Leitsatz (amtlich)

Die Herstellung von Beton-Bauelementen rechnet auch dann nicht zum Baugewerbe, wenn der Betrieb die Bauelemente auf von der Herstellungsbetriebstätte verschiedenen Baustellen montiert. Soweit der Senat im Urteil vom 17. Oktober 1973 VIII R 149/71 (BFHE 111, 392, BStBl II 1974, 321) eine andere Ansicht vertreten hat, hält er an ihr nicht mehr fest.

 

Normenkette

BerlinFG § 19 Abs. 1 S. 3 Nr. 1

 

Tatbestand

Streitig ist, ob der Betrieb der Klägerin und Revionsbeklagten (Klägerin) zum Baugewerbe gehört, so daß ihr die erhöhte Investitionszulage des § 19 Abs. 1 Satz 3 Nr. 1 des Berlinförderungsgesetzes (BerlinFG) nicht zustehen würde.

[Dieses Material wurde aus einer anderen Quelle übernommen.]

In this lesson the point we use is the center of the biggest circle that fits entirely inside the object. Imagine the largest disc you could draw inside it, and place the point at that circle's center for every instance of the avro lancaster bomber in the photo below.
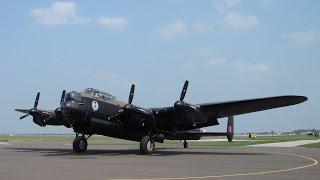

Die Klägerin fertigt Bauelemente aus Beton nach dem System X, die sie in der Hauptsache auf eigenen Baustellen zu Fertigbauten montiert. Etwa 15 v. H. ihrer Produktion veräußert sie an fremde Unternehmer. Im Jahre 1970 schaffte sie der Fertigung der Bauelemente dienende Wirtschaftsgüter an und nahm für sie die erhöhte Investitionszulage des § 19 Abs. 1 Satz 3 Nr. 1 BerlinFG in Anspruch. Der Beklagte und Revisionskläger (FA) versagte jedoch die erhöhte Investitionszulage mit der Begründung, die Klägerin gehöre dem Baugewerbe an. Trotz des Hinweises der Klägerin, daß das Statistische Landesamt Berlin ihren Betrieb nicht mehr als Baubetrieb, sondern als Industriebetrieb registriert habe, hatte ihr Einspruch keinen Erfolg. Dagegen gab das FG ihrer Klage mit folgender Begründung statt: Dem Baugewerbe gehörten alle Betriebe an, die in Abteilung 3 der Systematik der Wirtschaftszweige des Statistischen Bundesamtes aufgeführt werden, dagegen nicht die in Abteilung 2 der Systematik aufgeführten Betriebe. Dieser Systematik zufolge gehöre die fabrikmäßige standortgebundene Herstellung von Fertighauselementen zum erhöht zulagebegünstigten verarbeitenden Gewerbe und nur die Montage zum Baugewerbe. Ob die hergestellten Fertigbauteile im Rahmen des eigenen Betriebes montiert werden oder an andere Unternehmer veräußert werden, sei ohne Bedeutung. Hiervon sei im zu entscheidenden Falle um so eher auszugehen, als die Fertigung und die Montage in getrennten selbständigen Betriebstätten vorgenommen wurden.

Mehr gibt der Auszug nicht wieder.